Comey then tried a more passive-aggressive explanation for recommending no charges be brought in the matter. "All the cases prosecuted involved some combination of: clearly intentional and willful mishandling of classified information; or vast quantities of materials exposed in such a way as to support an inference of intentional misconduct; or indications of disloyalty to the United States; or efforts to obstruct justice," Comey argued in making the case that no prosecutor would take the case. However, that oversteps the law enforcement role that the FBI fills. Having established that evidence exists that these statutes have been violated, the FBI should inform Justice of that fact, and have them determine what they will or will not prosecute.

There is plenty of evidence that a similar set of circumstances would result in a prosecution. Consider the extant case of Kristian Saucier, a sailor who unwisely decided to use his cellphone to take a few photographic mementos of his tour of duty on board a submarine. The photographs allegedly include classified systems within the ship. Saucier is not accused of transmitting the photographs, unsecurely or otherwise. Saucier's case didn't involve "vast quantities of materials," exposed or not. Nevertheless, Saucier has been charged under 18 USC 793 (e), and has accepted responsibility for those violations in an agreement with prosecutors.

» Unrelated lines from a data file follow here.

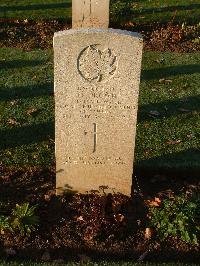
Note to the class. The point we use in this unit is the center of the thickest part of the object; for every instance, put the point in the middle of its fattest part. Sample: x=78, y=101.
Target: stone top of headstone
x=97, y=73
x=90, y=14
x=110, y=30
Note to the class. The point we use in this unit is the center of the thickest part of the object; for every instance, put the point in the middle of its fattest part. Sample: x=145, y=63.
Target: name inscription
x=95, y=160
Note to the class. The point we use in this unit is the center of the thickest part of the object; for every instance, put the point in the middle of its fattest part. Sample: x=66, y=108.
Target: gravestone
x=90, y=14
x=97, y=75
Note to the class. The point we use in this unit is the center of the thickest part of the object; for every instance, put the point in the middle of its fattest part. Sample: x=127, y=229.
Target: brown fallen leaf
x=32, y=111
x=13, y=122
x=156, y=202
x=184, y=110
x=173, y=142
x=119, y=217
x=14, y=102
x=148, y=233
x=46, y=256
x=84, y=258
x=166, y=81
x=80, y=218
x=154, y=113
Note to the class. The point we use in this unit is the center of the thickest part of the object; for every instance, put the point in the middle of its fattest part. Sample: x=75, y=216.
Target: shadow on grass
x=166, y=9
x=184, y=164
x=108, y=256
x=24, y=135
x=35, y=7
x=20, y=63
x=158, y=73
x=7, y=94
x=185, y=106
x=154, y=10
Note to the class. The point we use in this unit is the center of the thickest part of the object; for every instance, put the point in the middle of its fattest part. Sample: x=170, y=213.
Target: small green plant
x=24, y=218
x=178, y=217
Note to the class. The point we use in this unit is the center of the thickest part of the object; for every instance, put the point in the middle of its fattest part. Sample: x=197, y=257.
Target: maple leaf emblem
x=97, y=65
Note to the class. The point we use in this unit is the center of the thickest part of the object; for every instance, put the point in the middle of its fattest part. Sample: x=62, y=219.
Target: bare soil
x=95, y=226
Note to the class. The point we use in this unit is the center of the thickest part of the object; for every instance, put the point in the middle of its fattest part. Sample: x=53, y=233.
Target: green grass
x=93, y=264
x=138, y=11
x=28, y=78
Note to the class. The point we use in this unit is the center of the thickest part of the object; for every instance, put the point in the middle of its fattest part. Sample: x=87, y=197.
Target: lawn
x=135, y=11
x=168, y=130
x=94, y=264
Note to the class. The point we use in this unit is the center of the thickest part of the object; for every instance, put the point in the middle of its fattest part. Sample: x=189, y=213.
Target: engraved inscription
x=95, y=160
x=95, y=65
x=95, y=137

Saucier did attempt to render his storage of the photographs unusable and inaccessible after suspicion arose. However, there seems to be little difference between Saucier's attempts and the efforts by Clinton's team to "wipe" her server rather than submit it to the State Department when requested — actually, a number of servers, as Comey pointed out. If Saucier's actions amount to obstructing justice, then shouldn't Clinton's?

"Clearly, a double standard [exists]," Saucier's attorney Derrick Hogan told me hours after Comey's statement. "To me, there's really nothing that Mrs. Clinton did that was any different than what Mr. Saucier did." Saucier currently faces 63 to 78 months in prison for the 793(e) violations.

Consider, too, the case of Bryan Nishimura. The Department of Justice prosecuted the Naval reservist for unauthorized possession of classified materials, having downloaded them to his personal electronic devices while serving in Afghanistan. None of Comey's parameters for prosecution applied in this case, and yet the DoJ pressed charges all the way to a conviction last year, resulting in a $7,500 fine and probation for Nishimura.

Nishimura now has a criminal record and cannot get access to classified material for the rest of his life. Saucier faces several years in prison for his personal photographs. Clinton, for her attempts to bypass the Federal Records Act, FOIA actions, and Congressional oversight, faces the real possibility of holding the highest and most powerful elective office in the world.

The only conclusion to draw from this dichotomy is that some Americans are just too big to indict.